Un nouveau domaine s'ouvre aux aimants supraconducteurs : la fusion nucléaire contrôlée. Elle nécessite des champs magnétiques intenses puisqu'il faut maintenir le plasma de deutérium-tritium, porté à une centaine de millions de degrés pendant quelques secondes, dans une sorte de « bouteille » magnétique, le Tokamak. Actuellement en construction au CEA de Cadarache, Tore Supra sera la première installation de ce genre avec 18 bobines toroïdales supraconductrices. Elle consommera ainsi, à puissance égale, 250 fois moins d'énergie électrique que son homologue européen le Jet. Les futures machines de fusion de plus grande taille – appelées à constituer la principale source d'énergie du siècle prochain – devront aussi recourir à la supraconductivité. Euratom étudie pour le milieu des années 1990 le Net (Next European Torus) implanté à Munich, tandis que l'Intor, de l'Agence internationale de l'énergie, développera une énergie cinquante fois plus forte que celle de Tore Supra mais ne consommera que dix fois plus de puissance seulement.

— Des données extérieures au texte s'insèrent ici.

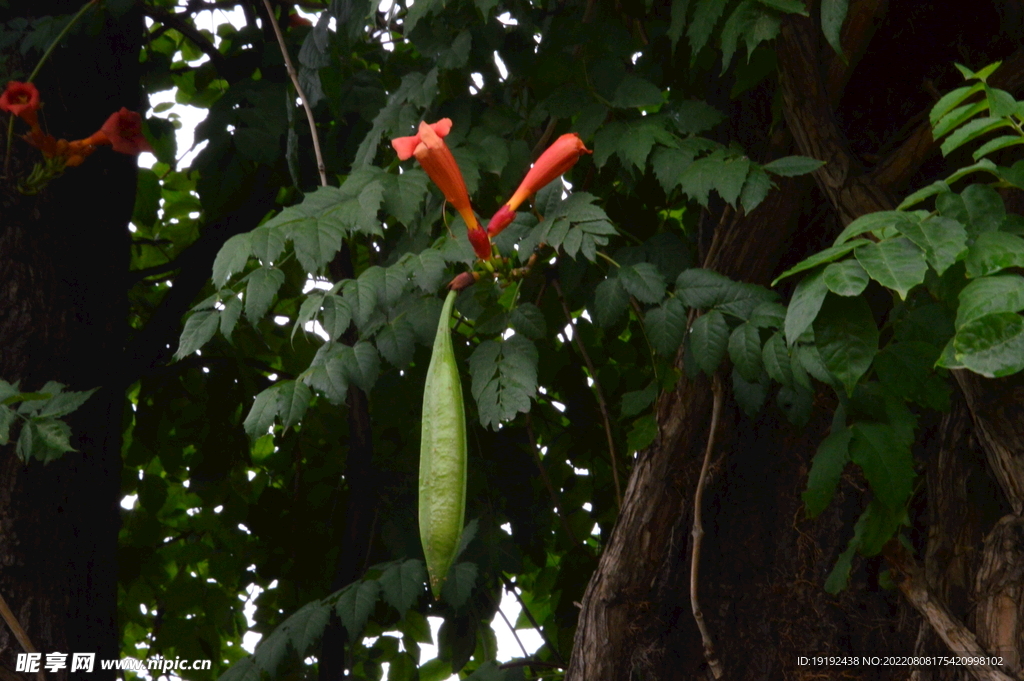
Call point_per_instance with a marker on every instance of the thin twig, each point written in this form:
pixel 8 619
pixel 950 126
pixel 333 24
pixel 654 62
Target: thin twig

Dans ce domaine de la physique des hautes énergies, les grands accélérateurs de particules vont également utiliser des aimants supraconducteurs : 13 000 aimants pour le SSC (Superconducting Super Collider), synchrotron américain de 83 km de circonférence, et 4 500 aimants pour le LHC (Large Hadron Collider) qui sera installé dans le tunnel de 27 km du Cern de Genève.

L'essor de la cryoélectricité

L'électrotechnique supraconductrice ne s'était jusqu'à présent développée qu'en courant continu, notamment pour alimenter les bobines de ces aimants. Alsthom, associée avec les Laboratoires de Marcoussis, centre de recherche de la Compagnie générale d'électricité, est la première société au monde à disposer d'un atelier de fabrication de fils supraconducteurs pour le courant alternatif à 50 Hz. Elle a développé une technologie originale dans le cadre d'un projet lancé par EDF pour la construction d'un cryoalternateur de 250 MW. On part d'un barreau de niobium-titane dans une matrice de cupro-nickel qu'on étire successivement par tréfilage pour obtenir des microfilaments supraconducteurs assemblés ensuite en câbles torsadés. Plus ces filaments sont fins, meilleures sont les propriétés supraconductrices.

Alsthom a récemment réussi à produire des fils supraconducteurs de 0,2 à 0,3 mm de diamètre constitués par un assemblage de 250 000 à 500 000 de ces microfilaments de 0,2 micromètre chacun, ce qui constitue une première mondiale. Pour valoriser son savoir-faire, la société française a créé en 1987 une filiale, Alsthom Intermagnetics, avec la firme américaine IGC spécialisée dans la construction de bobines pour les appareils d'imagerie médicale. De tels fils supraconducteurs ont déjà servi à la réalisation de rotors et d'un petit stator triphasé de 20 kVA étudié en collaboration avec le Centre de recherche sur les très basses températures de Grenoble : pour cela, il a fallu maîtriser la confection et l'isolement de bobines plates de 0,2 mm d'épaisseur.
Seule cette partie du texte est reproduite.